Techie fired for inventing an acronym – and accidentally applying it to the boss

A tale of how a PEBCAK became a CLE

On Call On-Call, The Register's weekly column in which we share readers' stories of tech support trauma, usually opens with a short reverie about the approaching weekend.

This week we're just going to launch straight into an enthusiastic "TGIF" – the abbreviation for Thank God It's Friday – for reasons that will become apparent after we introduce you to a reader who we'll Regomize as "Hal".

"I had just gotten a job in Florida working as an in-house on-site tech support rep," Hal told On-Call.

It wasn't a happy job. "People really did not like tech support because they were a bit snobbish and off-putting." Well, that'll do it.

When Hal turned up to solve users' problems he tried to change their attitude by cheerfully telling them "Don't worry about it, just blame it on Sue."
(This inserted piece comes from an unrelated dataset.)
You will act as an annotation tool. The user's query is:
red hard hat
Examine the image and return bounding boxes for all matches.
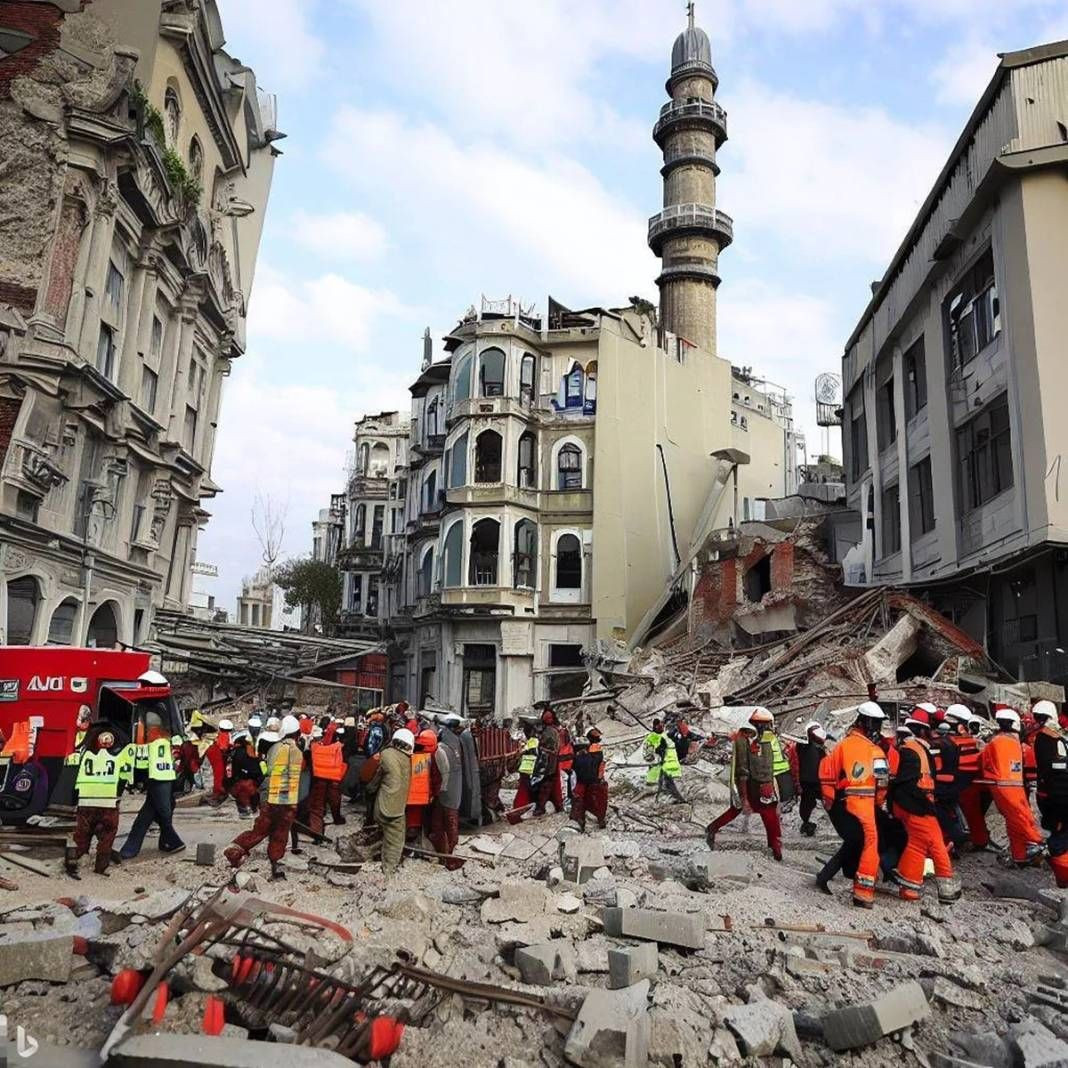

"To me, Sue stood for Stupid UsEr," Hal told On-Call. And while that was not a kind thing to say, users seemed to like it – so Hal kept on referring to Sue as the source of every tech SNAFU.

Months later, the division in which Hal worked appointed a new boss.

Her name was Susan. But she preferred to go by Sue. Which was fine for her, but a most unfortunate coincidence for Hal.

Sue wanted to meet Hal and have him explain "who the hell this Sue person was and why she was breaking computers all across the network."

Hal couldn't see a way out of explaining the acronym he'd popularized.

That did not go well.

"She was not happy with this. In fact she was pissed. My job lasted exactly another two weeks before I was summarily dismissed."

Which is how a PEBCAK – a Problem Existing Between Chair and Keyboard – became a CLE – a Career-Limiting Event.